A newly discovered bug in Linux and OS X exposes another major cyber security flaw that went undiscovered for years.
Red Hat, a distributer of enterprise-level Linux applications, revealed in its corporate blog yesterday that it discovered a major security hole in some Unix-based systems like Linux and Mac OS X. The bug, known as “Shellshock,” is an exploit in the Bash operation allows attackers to remotely execute commands on computer systems. The vulnerability gives attackers the ability to run malicious programs on computer systems such as routers, medical devices, smart appliances, web applications and more. The vulnerability doesn’t require a username or password to execute commands, making systems even with high-level security susceptible to exploitation.
While the vulnerability affects less systems than Heartbleed, the danger in the glitch comes from how much control it gives a potential attacker over a system. While Heartbleed presented a leak in confidential and encrypted data, the exploit in Bash gives an attacker a mode to effectively take over a system.
The exploit also allows attackers to execute commands on affected systems with relative ease, which opens the door for attackers with little experience to exploit systems remotely with potentially devastating consequences. The vulnerability has likely been present in Enterprise-level Linux operating systems dating back several years, leading to high proliferation of the exploit in many systems.
Like Heartbleed, the existence of the glitch for several years makes it difficult to determine what if any exploitation of Shellshock has already occurred. At least one instance of Shellshock being used has been spotted online, but the potential exists that attackers used the vulnerability undetected for years.
While Shellshock may be dangerous because of the potential for how much of a system it can affect, there’s still plenty of factors that may negate the impact of the glitch. Jen Ellis of the security firm Rapid7 said in a company posting that exploitation via Bash requires a perfect storm of circumstances for attackers to take advantage of the bug.
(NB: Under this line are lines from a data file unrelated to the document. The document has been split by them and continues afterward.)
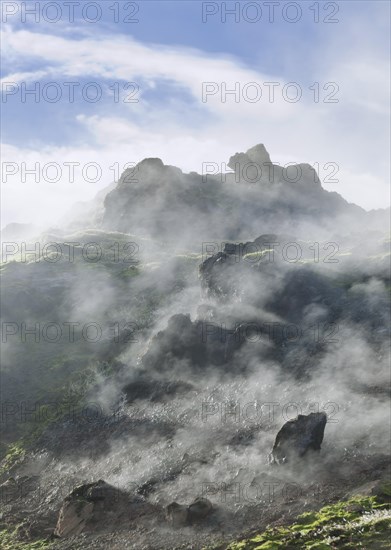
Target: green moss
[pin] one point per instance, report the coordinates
(9, 541)
(14, 454)
(361, 522)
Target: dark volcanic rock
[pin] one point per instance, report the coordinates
(98, 506)
(192, 345)
(299, 435)
(154, 390)
(180, 515)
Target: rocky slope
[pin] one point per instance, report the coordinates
(150, 424)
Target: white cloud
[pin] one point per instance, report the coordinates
(304, 131)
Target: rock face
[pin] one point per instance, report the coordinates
(180, 515)
(160, 201)
(196, 344)
(298, 436)
(98, 506)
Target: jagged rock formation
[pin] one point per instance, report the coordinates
(298, 436)
(180, 515)
(98, 506)
(160, 201)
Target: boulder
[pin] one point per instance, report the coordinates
(98, 506)
(180, 515)
(199, 509)
(298, 436)
(177, 514)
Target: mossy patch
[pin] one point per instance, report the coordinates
(361, 522)
(9, 541)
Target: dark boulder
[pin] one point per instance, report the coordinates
(98, 506)
(298, 436)
(180, 515)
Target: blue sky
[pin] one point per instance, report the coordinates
(169, 53)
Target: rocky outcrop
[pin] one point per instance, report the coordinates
(180, 515)
(98, 506)
(298, 436)
(160, 201)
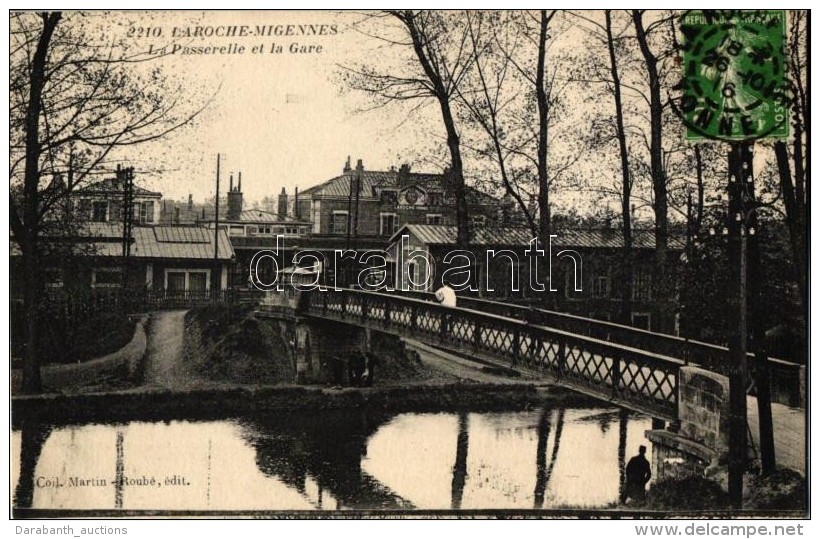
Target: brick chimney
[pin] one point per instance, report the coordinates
(282, 209)
(234, 199)
(404, 175)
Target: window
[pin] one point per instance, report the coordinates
(175, 281)
(389, 224)
(99, 211)
(197, 281)
(569, 285)
(600, 286)
(179, 281)
(106, 277)
(389, 197)
(642, 284)
(478, 220)
(338, 222)
(146, 212)
(53, 277)
(642, 321)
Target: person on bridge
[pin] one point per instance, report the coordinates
(638, 473)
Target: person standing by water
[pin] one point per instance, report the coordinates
(446, 296)
(638, 473)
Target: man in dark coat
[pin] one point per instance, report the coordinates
(638, 474)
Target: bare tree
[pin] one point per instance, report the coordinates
(74, 99)
(440, 61)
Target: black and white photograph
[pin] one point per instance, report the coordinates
(360, 264)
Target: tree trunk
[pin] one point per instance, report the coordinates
(29, 244)
(626, 186)
(791, 203)
(543, 133)
(456, 173)
(660, 204)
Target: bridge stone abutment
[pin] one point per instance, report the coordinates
(702, 438)
(312, 343)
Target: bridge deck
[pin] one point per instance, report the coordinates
(633, 378)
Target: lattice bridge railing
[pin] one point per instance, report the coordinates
(637, 379)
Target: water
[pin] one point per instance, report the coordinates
(545, 458)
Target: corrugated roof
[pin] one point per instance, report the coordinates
(179, 234)
(521, 236)
(114, 185)
(169, 242)
(340, 186)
“The vulnerability looks pretty awful at first glance, but most systems with Bash installed will NOT be remotely exploitable as a result of this issue,” Ellis said. “This bug is going to affect an unknowable number of products and systems, but the conditions to exploit it are fairly uncommon for remote exploitation.”
Manufacturers of affected devices are expected to release patches addressing the issue in the coming weeks. For personal computers, the largest pool of vulnerable users comes from Mac users. Computers running OS X can test for vulnerabilities in the Terminal program; many users reported seeing the vulnerability in Yosemite, Mavericks and other versions of OS X.
Correction: The article previously identified Red Hat as the maker of Linux rather than as a distributor of enterprise-level Linux applications.